La primera impresión fue de sorpresa, pero algo en mi interior me decía que confiara y fuese a la India, a Haridwar, donde ese año, después de doce años sin hacerse, se celebraba la Kumbh mela. Se lo conté a algunos de mis mejores amigos y parecían no creérselo. No se lo reprocho; en su caso también hubiese tenido mis dudas.

El 31 de diciembre del 2009 salía de Barcelona y el 1 de enero del 2010 aterrizaba en Nueva Delhi, la capital de la India. Era la primera vez que estaba en la India, aunque en mis sueños ya hace tiempo que había estado.

Mi inglés era de excursionista, pero lo suficiente para viajar por tierras lejanas.
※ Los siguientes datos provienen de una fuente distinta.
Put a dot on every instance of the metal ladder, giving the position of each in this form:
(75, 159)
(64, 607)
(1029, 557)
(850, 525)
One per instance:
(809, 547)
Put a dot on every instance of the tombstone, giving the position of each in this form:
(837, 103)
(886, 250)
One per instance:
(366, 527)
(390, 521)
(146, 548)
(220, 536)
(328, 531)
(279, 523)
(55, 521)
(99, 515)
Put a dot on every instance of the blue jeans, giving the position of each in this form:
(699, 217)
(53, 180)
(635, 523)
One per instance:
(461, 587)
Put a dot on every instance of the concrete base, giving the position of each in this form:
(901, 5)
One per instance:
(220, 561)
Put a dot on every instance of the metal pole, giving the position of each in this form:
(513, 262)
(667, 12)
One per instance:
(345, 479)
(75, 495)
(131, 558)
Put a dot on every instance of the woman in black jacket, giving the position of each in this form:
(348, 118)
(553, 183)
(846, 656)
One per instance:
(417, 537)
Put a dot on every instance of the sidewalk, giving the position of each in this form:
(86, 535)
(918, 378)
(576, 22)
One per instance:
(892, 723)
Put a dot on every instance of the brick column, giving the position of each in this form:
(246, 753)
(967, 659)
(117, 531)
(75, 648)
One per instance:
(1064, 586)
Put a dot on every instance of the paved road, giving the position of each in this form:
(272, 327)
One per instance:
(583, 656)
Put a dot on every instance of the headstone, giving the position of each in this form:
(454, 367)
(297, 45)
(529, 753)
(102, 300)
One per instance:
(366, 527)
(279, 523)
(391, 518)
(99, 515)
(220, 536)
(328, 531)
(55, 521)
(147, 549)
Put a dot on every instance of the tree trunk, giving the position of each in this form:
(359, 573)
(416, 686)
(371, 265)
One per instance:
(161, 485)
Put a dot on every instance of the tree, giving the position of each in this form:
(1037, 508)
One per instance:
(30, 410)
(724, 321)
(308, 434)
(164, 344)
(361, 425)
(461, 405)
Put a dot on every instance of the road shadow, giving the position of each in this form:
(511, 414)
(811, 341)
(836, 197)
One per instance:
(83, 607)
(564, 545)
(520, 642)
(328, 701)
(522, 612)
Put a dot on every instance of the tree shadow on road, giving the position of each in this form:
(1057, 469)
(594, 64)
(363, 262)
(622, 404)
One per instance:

Muchas veces me entendían más con gestos que con mi inglés diluido. Solo llegar al aeropuerto me senté en una silla a esperar. Y te preguntarás: «¿A qué?». Pues confiaba en que alguien me guiara, ya que yo no tenía ni idea de cómo llegar a Haridwar.

Más o menos una hora después, una mujer africana se sentó en la silla de al lado y me preguntó algo sobre un vuelo, de modo que entablamos conversación. Le dije que iba a Haridwar pero que no sabía cómo llegar. Me comentó varias cosas: que lo mejor era coger un taxi para todo el día –lo cual ya sabía porque lo había visto en Internet, pero del dicho al hecho hay mucho trecho– y que el taxista también me llevaría a la estación de trenes. Me dijo que no pagara más de quinientas rupias por todo el día y que le dijese al taxista qué es lo que quería ir a ver de la ciudad. Me recomendó algunos lugares y salí en busca de mi guía taxista. Me pidieron mucho más, pero cuando les dije que una persona me había contado lo del precio, en un abrir y cerrar de ojos cogieron la mochila y para dentro, al taxi.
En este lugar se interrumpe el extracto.